The thought of my mother-in-law, Nancy, playing detective tickled me so much I was ready to call her
myself.

Jay was saying, "Of course you realize I'll have to give whatever I find out to Nelson if it seems relevant
to the official investigation."

Tom shrugged. "I have no beef with Dale. He's trying to be fair, and he isn't the sort to make an arrest
without a strong case."

Jay stuck out his hand. "I'll do what I can, then."

Tom shook it. "Thanks. I keep saying that--"

"Uh, I think Bonnie wants us across the street," I said.

When we got to the porch, Bonnie announced that she and Darla had finished and that Matt Cramer had
called from the hospital. Lottie was going into surgery to remove a blood clot in her brain. That cast a pall.
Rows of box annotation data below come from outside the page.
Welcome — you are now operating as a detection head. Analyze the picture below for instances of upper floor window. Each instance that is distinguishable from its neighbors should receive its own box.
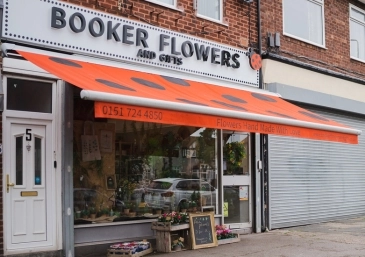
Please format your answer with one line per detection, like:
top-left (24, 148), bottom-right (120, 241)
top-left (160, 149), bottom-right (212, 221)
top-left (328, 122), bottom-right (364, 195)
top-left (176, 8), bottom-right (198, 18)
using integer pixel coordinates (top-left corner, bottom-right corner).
top-left (350, 5), bottom-right (365, 61)
top-left (283, 0), bottom-right (325, 47)
top-left (195, 0), bottom-right (223, 22)
top-left (146, 0), bottom-right (177, 9)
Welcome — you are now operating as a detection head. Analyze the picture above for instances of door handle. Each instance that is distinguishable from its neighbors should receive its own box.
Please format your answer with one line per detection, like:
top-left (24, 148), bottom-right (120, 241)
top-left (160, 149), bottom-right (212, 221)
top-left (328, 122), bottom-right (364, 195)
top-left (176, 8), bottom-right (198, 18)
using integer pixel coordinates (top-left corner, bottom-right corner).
top-left (6, 174), bottom-right (15, 193)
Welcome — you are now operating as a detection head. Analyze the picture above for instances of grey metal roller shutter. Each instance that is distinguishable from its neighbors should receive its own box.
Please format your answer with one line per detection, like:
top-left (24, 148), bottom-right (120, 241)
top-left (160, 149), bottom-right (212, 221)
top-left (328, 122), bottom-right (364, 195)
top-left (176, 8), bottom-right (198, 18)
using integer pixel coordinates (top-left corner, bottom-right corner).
top-left (268, 107), bottom-right (365, 229)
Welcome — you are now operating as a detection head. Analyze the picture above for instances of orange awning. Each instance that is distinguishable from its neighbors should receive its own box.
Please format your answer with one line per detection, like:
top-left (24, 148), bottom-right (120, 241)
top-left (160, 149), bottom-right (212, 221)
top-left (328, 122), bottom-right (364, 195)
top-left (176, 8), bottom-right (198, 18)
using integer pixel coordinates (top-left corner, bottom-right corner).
top-left (17, 50), bottom-right (361, 144)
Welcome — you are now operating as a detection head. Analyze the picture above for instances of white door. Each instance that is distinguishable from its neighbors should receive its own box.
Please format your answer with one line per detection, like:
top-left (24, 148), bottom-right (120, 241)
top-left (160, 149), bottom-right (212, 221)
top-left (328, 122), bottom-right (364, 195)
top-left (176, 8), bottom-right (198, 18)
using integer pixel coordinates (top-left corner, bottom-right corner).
top-left (222, 131), bottom-right (252, 228)
top-left (4, 122), bottom-right (53, 249)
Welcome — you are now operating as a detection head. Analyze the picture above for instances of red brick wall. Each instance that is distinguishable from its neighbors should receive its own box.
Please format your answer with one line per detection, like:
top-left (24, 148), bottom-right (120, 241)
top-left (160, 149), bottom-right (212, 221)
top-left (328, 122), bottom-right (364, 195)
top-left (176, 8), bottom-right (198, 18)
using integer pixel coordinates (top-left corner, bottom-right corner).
top-left (60, 0), bottom-right (258, 48)
top-left (261, 0), bottom-right (365, 79)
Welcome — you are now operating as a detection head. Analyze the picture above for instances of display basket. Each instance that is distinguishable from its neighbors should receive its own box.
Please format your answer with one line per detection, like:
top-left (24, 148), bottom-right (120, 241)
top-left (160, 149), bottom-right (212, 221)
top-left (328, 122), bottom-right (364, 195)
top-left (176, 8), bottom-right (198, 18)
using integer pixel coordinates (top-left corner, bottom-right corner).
top-left (151, 221), bottom-right (190, 231)
top-left (107, 240), bottom-right (153, 257)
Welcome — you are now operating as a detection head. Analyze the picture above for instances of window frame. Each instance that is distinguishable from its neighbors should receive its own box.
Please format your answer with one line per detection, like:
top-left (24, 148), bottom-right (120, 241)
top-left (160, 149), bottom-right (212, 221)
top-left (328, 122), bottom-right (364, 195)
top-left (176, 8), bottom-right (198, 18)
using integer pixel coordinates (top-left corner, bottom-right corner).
top-left (349, 4), bottom-right (365, 63)
top-left (194, 0), bottom-right (227, 25)
top-left (282, 0), bottom-right (326, 49)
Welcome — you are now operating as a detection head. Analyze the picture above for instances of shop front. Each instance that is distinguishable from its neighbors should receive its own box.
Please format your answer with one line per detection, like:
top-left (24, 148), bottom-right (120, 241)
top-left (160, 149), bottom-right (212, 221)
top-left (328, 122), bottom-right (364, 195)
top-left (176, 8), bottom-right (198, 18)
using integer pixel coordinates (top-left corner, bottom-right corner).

We waited an hour for the sealant to dry on the walls. The taupe paint went on fast. It looked awful.
When I saw the grungy brown I almost had another fit of weeping. However, the paint did dry lighter. Tom and Jay
nailed the strips of wood to the baseboards in short order while the female contingent gave the fireplace its first
coat. The disappearance of the red brick almost convinced me the walls needed color--but not taupe. Though we
spent a lot more time painting the woodwork, the chore went surprisingly fast with all of us working. I kept my
eyes averted from the taupe walls.

Jean Knight called again, horrified to hear of the shooting. She volunteered to cancel, but I had got the
bit between my teeth. Besides, if Jay was serious about doing an independent investigation, he would want to meet
the McKays. They represented an important focus of hostility to what Cleo Hagen had stood for. In a sense, Cleo and
Annie McKay had been rivals for power in the community. I wondered how seriously Annie took her leadership
role. I wondered how she felt about Tom's book.